Disco Rayado-Broken Record
Multimedia installation
by Joan Belmar
Disco Rayado—a scratched or broken record—refers to history trapped in repetition, replaying conflicts with altered surfaces but familiar structures. This installation draws a line between past and present, using war as a recurring image rather than a resolved event.
Conceived as an immersive environment, the work combines large-scale paintings (approximately 120 inches), subdued lighting, an obsolete record player illuminated by red light, and transparent layers derived from the artist’s printmaking process. These elements are informed by music, literature, and cinema—media that shape how violence is remembered, aestheticized, and transmitted.
A fragmented semicircle at eye level reinterprets Leonardo da Vinci’s The Battle of Anghiari (1504–1505), an unfinished Renaissance depiction of combat. Horses and figures collide in a dense choreography of force and resistance. This historic image becomes a framework through which contemporary conflict is viewed, suggesting continuity between early representations of war and today’s mediated violence.

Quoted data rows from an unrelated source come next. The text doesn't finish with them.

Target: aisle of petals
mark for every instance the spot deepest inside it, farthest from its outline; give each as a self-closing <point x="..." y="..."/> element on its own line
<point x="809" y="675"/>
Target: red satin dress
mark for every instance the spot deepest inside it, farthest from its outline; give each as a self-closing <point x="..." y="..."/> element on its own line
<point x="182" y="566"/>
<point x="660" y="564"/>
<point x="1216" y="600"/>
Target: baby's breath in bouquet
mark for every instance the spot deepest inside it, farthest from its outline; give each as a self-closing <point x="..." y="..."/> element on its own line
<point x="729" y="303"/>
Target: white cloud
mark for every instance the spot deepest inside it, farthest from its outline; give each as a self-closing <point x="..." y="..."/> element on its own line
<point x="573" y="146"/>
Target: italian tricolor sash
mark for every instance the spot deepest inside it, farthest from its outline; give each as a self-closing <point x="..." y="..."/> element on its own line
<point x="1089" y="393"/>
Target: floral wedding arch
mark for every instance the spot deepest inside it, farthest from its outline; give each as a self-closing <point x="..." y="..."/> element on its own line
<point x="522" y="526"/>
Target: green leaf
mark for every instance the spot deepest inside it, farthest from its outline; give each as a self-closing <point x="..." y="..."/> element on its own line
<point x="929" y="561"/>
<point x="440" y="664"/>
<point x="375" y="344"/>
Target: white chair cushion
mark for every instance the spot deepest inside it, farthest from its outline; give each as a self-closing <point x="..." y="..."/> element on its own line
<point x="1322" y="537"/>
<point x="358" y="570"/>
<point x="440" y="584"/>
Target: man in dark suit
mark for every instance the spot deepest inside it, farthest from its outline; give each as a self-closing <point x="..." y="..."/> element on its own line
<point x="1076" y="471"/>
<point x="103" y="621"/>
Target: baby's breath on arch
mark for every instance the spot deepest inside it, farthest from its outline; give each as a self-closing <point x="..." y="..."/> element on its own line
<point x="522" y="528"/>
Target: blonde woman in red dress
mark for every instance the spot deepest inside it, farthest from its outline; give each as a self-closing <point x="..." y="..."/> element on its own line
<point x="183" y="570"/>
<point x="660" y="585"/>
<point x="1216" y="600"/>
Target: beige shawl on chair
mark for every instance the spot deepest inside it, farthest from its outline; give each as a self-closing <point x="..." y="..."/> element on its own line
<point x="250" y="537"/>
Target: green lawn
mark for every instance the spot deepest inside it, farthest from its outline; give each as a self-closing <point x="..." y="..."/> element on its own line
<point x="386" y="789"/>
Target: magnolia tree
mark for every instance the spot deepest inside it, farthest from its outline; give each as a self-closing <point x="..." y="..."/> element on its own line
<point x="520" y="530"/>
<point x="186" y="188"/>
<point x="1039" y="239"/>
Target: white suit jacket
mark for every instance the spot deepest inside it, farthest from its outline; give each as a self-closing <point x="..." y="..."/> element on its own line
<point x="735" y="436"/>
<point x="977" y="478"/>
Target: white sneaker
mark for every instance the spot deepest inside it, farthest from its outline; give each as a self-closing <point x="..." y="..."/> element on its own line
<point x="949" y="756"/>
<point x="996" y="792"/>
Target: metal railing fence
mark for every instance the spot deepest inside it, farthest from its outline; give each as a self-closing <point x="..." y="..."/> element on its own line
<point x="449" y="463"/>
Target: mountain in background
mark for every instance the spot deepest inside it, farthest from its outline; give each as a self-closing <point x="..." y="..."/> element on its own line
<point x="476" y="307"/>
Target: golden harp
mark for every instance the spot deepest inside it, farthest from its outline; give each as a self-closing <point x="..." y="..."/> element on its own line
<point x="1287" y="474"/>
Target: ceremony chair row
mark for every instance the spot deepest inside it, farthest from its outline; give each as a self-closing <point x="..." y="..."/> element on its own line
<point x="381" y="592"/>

Joan Belmar is a Chilean-born artist whose practice spans painting, collage, and three-dimensional surface construction. He began his professional career in Spain before relocating to Washington, D.C., where he later became a U.S. citizen. Belmar is best known for his distinctive three-dimensional painting technique, which integrates painted and untreated Mylar and paper elements arranged in circular and curvilinear forms. These layered compositions create shifting transparencies that respond to light, movement, and the viewer’s position.
His work has been widely exhibited and is included in public and private collections in the United States and abroad. Belmar has received numerous awards and grants recognizing his contribution to contemporary visual art.